ARTICLE ARCHIVE
All taped up

Everyone thinks that tape is a dull topic -- until they lose some essential data and everyone's screaming for the backups. What are the current options for tape storage, and what changes will we see in the future?

Published in Technology & Business,
July 2002

While PC storage options have expanded rapidly in recent years with the emergence of optical formats, tape remains by far the dominant medium for serious corporate computing.

Why? Portability, high capacity, speed, and reliability are all important factors in tape's continued dominance, while new technological developments are positioning tape for a new range of applications.

Because they are robust enough to transport from site to site while still storing several servers' worth of data, tapes remain a flexible choice for companies that want to ensure essential business information isn't put at risk. The low cost and high capacity of hard drives has made them an appealing "cheap and cheerful" backup solution for individual systems, but conventional hard drive technology lacks the reliability offered by even decades-old tape systems. Just try popping a hard drive in your jacket pocket and racing to the lift.

Tape's portability factor appeal has been threatened in recent years by the emergence of optical media such as CDs and DVDs, which offer an equally robust format and can, in many cases, be read by a wider variety of hardware. However, optical formats are yet to match the volumes which can be offered by most tape systems, and -- in the case of DVD -- have been bogged down in industry debates over standards.

The earliest tape drives supported capacities of 1.4MB -- a massive amount of data half a century ago, but equal to a floppy disk today. Capacities, however, have grown rapidly since that time. Most modern formats typically offer a base size of between 40GB and 100GB, and this capacity continues to expand. IBM recently demonstrated tape technology capable of storing a terabyte of data on a single cartridge, which it hopes to develop commercially over the next few years, while Sony's plans for a Super-AIT format (S-AIT) extend to a four-terabyte capacity by 2007.

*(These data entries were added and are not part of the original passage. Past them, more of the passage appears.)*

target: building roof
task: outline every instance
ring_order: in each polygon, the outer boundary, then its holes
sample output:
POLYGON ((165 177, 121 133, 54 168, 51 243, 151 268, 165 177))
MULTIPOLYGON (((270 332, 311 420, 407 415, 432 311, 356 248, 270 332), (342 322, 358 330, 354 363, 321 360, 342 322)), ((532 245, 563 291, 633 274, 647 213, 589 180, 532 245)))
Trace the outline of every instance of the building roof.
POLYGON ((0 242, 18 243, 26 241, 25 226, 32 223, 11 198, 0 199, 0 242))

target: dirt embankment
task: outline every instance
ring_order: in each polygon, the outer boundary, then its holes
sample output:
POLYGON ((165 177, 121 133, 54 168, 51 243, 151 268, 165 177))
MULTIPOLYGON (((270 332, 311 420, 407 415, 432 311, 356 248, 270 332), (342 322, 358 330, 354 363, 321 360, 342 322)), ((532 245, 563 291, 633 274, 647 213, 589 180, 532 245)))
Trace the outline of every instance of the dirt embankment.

A less often discussed but equally important aspect of tape usage is speed. When dealing with large volumes of data that need to be copied in a relatively short time frame, transfer speed can prove a more important aspect than capacity (especially since auto-changers make it relatively simple to use multiple cartridges). Transfer speeds can be further enhanced with the judicious use of compression. Conversely, excessive speed may lead to unreliable data storage, especially on older equipment.

And older equipment abounds. While capacities and speed continue to improve, much tape technology remains unchanged from its origins as an audio storage format more than half a century ago. One study by tape industry research firm Freeman Reports found that nine million quarter-inch linear tape systems are in use around the world. Because reliability is a more important consideration in most backup applications than technological innovation, this lack of development is viewed positively by many tape users.

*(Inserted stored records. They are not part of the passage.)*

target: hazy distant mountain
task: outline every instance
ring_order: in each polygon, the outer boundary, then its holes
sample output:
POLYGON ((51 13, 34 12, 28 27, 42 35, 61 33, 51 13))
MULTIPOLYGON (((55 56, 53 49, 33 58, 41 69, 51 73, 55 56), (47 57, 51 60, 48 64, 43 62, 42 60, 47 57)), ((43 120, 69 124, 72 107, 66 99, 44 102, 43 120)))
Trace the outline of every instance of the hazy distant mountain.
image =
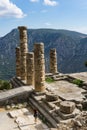
MULTIPOLYGON (((43 42, 45 46, 46 70, 49 70, 49 50, 56 48, 58 70, 62 73, 86 71, 87 35, 68 30, 29 29, 28 46, 43 42), (47 64, 48 63, 48 64, 47 64)), ((0 78, 10 79, 15 75, 15 47, 19 45, 17 29, 0 38, 0 78)))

Although tape-based backup has a long history, many businesses have yet to realise the critical importance of data recovery. "Many companies do not have complete backup and recovery systems and business executives have been asking their CIOs and data centre managers what they have to do to enhance them," said Philip Belcher, managing director for storage reseller StorageTek Australia. A study conducted by StorageTek found that 75 percent of organisations believed their disaster recovery capabilities could be improved, while more than half wanted speedier restoration of backups.

Those figures demonstrate why, despite its boring reputation, storage on tape remains big business. By 2006, research firm Ovum estimates that mid-range storage systems alone will be a US$30 billion market. Estimating the overall size of the market is harder, especially given the wide range of technologies already deployed.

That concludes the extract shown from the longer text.